Various characters had to display the influence of alcohol on the Christmas festivities and it all looked real, even the most notably drunk, Phyliss (Jenny Lloyd-Lyons), whose inebriated cooking, board game playing and attempts at seduction provided some of the comic high notes. Her husband, Bernard (Ian Saxon), a terrible doctor and children’s entertainer, delivered a masterclass in appalling puppet shows. Very well done to whoever made the puppets and their own on-stage assembled theatre, and to Ian Saxon for staying on top of lines and acting while becoming a puppeteer.
Moving amongst the mayhem were Uncle Harvey (Michael Wilson) and Rachel’s guest, Clive (Nick Griffith), author of a lone book. Uncle Harvey’s unabashed belief in the merits of violence and the disintegrating fabric of society added to the anarchy of it all, just as Ayckbourn intended, and Nick Griffith’s Clive floated charmingly amongst the mine field of fraught emotions.
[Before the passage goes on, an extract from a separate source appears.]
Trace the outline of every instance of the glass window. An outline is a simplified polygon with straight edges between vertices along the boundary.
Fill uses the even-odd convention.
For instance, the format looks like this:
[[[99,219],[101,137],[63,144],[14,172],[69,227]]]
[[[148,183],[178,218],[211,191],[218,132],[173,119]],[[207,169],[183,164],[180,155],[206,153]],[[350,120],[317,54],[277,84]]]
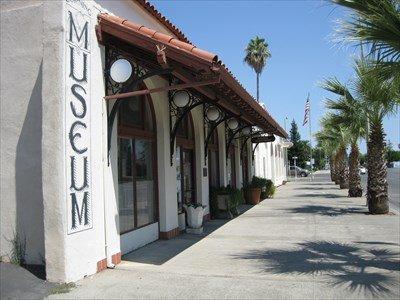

The play has a dated feel but is no less appealing because of it. The struggles of human beings to connect and stay connected remain the stuff of life. The play sets these struggles in a particular time-frame, which was supported by a super set and props, wonderful Christmas costumes and music on stage and around the theatre to build a festive atmosphere. Sell out audiences proved that we enjoy recognising the failings of the human condition and having a good laugh at the same time.